Княгиня Меттерних, когда я уезжал из Парижа, предвидела мои нужды и в самых сердечных выражениях указала мне в Вене на семейство графа Нако, отозвавшись особенно многозначительно о графине. Поселившись теперь в квартире Штандгартнера, я в один из немногих дней, которые он провел со мною в Вене, познакомился через него с молодым князем Рудольфом Лихтенштейном, известным среди своих друзей просто под именем Руди. Врач его, связанный с ним дружескими отношениями, обрисовал мне его в самых привлекательных чертах, охарактеризовав как страстного почитателя моей музыки. После того как Штандгартнер уехал к своей семье, я часто встречался с князем за обедом в ресторане отеля Erzherzog Karl, и мы уговорились посетить графа Нако в его поместье Шварцау [Schwarzau], довольно далеко от Вены.
Путешествие это, частью по железной дороге, мы совершили в приятном обществе молодой жены князя. Прибыв в Шварцау, они представили меня графу и графине Нако. Граф отличался выдающейся красотой, графиня же была чем-то вроде "цивилизованной цыганки". Ее талант к живописи напоминал о себе на каждом шагу огромнейшими копиями картин Ван Дейка, покрывавшими стены. Но гораздо мучительнее было ее музицирование за роялем, под аккомпанемент которого она исполняла разные песни с самым настоящим цыганским пошибом. Листу, по ее словам, этого пошиба уловить не удалось. Но, с другой стороны, музыка "Лоэнгрина", казалось, очень расположила всех в мою пользу. Это подтвердили мне и другие магнаты, гостившие в замке, среди которых я встретил знакомого мне с Венеции графа Эдмунда Зичи. Я здесь имел случай ближе ознакомиться с формами свободного венгерского гостеприимства, но не могу сказать, чтобы содержание разговоров, которые там велись, вызывало во мне особенное восхищение. Скоро пришлось спросить себя, что мне делать среди этих людей.

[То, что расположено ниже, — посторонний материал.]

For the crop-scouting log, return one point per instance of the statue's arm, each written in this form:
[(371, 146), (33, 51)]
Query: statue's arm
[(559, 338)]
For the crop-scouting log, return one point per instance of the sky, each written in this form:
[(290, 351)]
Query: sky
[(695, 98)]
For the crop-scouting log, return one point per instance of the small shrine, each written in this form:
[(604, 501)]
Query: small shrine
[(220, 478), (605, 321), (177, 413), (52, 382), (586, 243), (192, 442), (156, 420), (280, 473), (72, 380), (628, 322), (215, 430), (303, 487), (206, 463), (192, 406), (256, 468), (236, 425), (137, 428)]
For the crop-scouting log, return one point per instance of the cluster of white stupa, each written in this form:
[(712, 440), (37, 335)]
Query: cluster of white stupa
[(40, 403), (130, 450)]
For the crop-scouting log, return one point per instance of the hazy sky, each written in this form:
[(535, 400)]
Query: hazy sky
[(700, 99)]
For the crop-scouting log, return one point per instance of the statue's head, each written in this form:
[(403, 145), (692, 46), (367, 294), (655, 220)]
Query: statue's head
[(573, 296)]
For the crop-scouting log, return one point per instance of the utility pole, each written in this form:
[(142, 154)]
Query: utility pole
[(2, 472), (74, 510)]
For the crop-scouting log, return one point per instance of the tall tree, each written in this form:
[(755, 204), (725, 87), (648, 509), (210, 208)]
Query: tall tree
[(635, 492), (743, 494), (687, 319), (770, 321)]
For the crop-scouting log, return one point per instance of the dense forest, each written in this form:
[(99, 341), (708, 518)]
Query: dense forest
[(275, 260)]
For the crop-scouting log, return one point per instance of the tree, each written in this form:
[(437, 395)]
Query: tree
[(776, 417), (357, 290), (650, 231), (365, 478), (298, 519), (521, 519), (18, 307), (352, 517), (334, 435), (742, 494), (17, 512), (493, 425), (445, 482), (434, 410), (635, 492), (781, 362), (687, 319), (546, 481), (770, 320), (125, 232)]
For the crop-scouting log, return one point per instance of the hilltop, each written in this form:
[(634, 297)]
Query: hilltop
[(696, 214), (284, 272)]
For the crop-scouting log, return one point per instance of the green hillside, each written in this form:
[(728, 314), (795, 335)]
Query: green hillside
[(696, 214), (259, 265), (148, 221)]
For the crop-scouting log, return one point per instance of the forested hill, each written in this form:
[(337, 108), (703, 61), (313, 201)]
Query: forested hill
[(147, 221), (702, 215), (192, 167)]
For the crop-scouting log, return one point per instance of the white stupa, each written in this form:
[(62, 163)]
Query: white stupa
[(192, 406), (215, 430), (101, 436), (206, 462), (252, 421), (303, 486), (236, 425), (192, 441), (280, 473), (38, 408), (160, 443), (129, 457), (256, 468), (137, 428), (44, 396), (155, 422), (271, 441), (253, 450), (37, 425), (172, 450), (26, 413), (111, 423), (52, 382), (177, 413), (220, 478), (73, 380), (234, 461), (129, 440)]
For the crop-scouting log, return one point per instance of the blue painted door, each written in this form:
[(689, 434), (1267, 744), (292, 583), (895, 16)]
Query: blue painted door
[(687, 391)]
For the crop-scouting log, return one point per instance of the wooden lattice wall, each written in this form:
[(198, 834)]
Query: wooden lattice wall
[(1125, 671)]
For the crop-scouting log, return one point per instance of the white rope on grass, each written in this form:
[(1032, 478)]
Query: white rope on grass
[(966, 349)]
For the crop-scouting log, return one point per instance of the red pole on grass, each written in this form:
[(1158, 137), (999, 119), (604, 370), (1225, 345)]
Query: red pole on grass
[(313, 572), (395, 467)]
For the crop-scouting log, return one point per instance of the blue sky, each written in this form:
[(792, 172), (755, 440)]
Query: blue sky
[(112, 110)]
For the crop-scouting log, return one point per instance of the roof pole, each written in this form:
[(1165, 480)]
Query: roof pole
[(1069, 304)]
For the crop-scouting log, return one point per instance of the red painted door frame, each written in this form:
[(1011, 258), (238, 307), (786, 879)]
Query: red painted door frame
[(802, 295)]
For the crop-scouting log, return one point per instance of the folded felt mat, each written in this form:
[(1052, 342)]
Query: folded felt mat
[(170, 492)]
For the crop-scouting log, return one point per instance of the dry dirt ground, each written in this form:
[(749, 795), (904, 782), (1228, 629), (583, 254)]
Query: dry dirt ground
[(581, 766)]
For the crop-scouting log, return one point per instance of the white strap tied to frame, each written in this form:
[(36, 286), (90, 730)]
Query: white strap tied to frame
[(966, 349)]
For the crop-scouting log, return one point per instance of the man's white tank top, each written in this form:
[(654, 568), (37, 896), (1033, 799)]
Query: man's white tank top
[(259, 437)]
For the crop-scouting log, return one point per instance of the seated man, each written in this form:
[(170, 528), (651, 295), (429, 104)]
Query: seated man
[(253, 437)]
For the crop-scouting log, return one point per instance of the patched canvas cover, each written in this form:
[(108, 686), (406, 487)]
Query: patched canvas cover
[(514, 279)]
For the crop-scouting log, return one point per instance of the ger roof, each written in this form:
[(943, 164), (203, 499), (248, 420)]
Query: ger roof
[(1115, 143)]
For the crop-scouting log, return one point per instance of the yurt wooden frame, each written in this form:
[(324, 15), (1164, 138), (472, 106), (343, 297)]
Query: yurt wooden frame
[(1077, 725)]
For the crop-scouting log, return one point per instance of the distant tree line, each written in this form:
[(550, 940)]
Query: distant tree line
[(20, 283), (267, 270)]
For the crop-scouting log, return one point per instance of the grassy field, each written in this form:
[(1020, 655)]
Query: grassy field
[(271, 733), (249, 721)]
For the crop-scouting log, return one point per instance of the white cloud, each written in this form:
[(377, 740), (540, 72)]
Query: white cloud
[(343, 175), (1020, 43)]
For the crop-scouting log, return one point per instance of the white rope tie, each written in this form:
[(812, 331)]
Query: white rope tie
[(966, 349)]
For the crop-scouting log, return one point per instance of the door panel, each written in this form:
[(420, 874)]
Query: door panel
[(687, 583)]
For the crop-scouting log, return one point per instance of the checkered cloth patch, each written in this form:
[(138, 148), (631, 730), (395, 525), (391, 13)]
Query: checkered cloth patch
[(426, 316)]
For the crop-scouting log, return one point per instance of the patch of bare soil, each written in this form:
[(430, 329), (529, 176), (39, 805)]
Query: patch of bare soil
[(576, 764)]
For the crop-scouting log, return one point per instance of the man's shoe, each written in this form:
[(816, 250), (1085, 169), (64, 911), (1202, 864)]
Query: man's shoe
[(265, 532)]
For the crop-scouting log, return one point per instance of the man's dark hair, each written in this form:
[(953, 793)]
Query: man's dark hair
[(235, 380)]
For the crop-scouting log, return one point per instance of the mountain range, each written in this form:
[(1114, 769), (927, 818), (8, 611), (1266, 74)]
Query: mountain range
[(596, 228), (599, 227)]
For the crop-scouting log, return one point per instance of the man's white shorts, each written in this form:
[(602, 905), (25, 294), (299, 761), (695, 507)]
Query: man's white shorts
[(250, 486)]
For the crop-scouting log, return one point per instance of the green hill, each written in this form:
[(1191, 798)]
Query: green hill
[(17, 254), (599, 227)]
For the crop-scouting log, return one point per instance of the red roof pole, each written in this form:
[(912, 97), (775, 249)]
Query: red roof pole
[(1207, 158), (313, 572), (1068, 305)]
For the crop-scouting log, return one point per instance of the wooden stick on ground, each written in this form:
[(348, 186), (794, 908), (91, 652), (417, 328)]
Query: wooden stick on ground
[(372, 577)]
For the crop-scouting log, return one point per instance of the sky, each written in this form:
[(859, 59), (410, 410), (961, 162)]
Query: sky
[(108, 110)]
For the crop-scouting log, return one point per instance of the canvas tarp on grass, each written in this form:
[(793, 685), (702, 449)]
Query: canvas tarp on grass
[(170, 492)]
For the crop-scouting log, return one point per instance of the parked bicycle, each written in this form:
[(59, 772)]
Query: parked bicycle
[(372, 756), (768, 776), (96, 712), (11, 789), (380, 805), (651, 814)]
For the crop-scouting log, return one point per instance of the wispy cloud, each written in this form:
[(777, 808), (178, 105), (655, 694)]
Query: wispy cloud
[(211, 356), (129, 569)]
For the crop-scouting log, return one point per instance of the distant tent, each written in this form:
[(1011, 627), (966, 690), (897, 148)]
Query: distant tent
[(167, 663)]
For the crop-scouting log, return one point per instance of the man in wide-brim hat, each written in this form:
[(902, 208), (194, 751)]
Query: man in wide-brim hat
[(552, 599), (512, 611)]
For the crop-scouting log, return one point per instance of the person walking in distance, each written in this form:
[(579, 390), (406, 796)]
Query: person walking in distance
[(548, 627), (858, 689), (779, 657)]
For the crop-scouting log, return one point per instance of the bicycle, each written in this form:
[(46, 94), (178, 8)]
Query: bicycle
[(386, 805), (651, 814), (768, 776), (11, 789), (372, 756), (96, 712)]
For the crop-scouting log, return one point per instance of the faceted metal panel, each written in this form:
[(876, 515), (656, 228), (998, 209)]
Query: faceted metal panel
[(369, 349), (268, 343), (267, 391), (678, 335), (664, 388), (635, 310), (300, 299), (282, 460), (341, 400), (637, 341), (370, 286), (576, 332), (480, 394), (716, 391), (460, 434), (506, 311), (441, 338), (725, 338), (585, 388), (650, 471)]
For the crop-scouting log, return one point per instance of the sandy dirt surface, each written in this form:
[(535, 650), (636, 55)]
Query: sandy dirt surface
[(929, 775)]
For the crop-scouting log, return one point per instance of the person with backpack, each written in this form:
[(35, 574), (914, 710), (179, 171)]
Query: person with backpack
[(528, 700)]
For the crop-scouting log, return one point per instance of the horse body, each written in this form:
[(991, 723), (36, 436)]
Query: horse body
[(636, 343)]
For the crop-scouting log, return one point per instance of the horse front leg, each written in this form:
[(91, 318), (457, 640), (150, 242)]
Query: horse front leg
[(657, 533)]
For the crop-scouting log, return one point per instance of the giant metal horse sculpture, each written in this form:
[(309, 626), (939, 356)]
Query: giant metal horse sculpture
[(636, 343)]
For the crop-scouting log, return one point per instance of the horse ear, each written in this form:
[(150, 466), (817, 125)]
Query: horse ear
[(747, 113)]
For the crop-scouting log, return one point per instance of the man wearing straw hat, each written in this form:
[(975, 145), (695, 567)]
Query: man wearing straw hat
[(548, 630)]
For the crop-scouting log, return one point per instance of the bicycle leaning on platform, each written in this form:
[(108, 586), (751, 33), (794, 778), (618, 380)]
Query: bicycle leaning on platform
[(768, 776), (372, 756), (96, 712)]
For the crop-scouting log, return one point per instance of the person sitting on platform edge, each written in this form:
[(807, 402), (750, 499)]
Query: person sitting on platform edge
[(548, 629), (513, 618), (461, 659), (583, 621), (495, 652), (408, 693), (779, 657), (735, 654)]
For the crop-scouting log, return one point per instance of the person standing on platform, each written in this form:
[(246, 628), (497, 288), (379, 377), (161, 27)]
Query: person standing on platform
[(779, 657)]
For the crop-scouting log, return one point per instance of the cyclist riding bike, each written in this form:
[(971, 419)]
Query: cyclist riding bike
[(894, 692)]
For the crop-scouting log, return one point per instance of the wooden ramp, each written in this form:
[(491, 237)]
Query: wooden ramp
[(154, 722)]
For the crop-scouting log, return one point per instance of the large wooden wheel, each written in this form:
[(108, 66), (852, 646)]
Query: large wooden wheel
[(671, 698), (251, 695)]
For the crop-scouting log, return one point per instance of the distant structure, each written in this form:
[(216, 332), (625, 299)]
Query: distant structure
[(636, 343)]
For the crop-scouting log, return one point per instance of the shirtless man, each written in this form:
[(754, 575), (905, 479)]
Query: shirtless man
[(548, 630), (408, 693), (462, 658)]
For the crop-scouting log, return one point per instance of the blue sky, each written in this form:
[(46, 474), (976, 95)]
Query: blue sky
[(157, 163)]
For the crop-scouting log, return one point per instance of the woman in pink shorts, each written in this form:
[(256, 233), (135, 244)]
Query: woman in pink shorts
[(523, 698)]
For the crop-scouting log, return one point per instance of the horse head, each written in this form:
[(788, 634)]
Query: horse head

На ночь мне отвели приличную комнату, а на следующий день я с раннего утра принялся за осмотр прекрасно содержащегося замка, стараясь определить, в какой части его я мог бы занять помещение на продолжительное время. Когда за завтраком я с большой похвалой отозвался о вместимости замка, мне ответили, что его едва хватает для нужд графской семьи, так как молодая графиня со своим штатом требует особенно большого помещения. Мы завтракали на открытом воздухе. Было холодное сентябрьское утро. Мой друг Руди казался не в духе. Я зяб. Скоро, встав из-за стола, я простился с графской семьей. Редко мне приходилось бывать в обществе людей, с которыми при всей их воспитанности у меня было бы так мало общего. Это чувство возросло до крайних пределов во время переезда на железнодорожную станцию Мёдлинг [Mödling]. Я совершил его вместе с несколькими из гостивших в замке "кавалеров". Пришлось хранить немое молчание, так как разговор вертелся исключительно вокруг лошадей.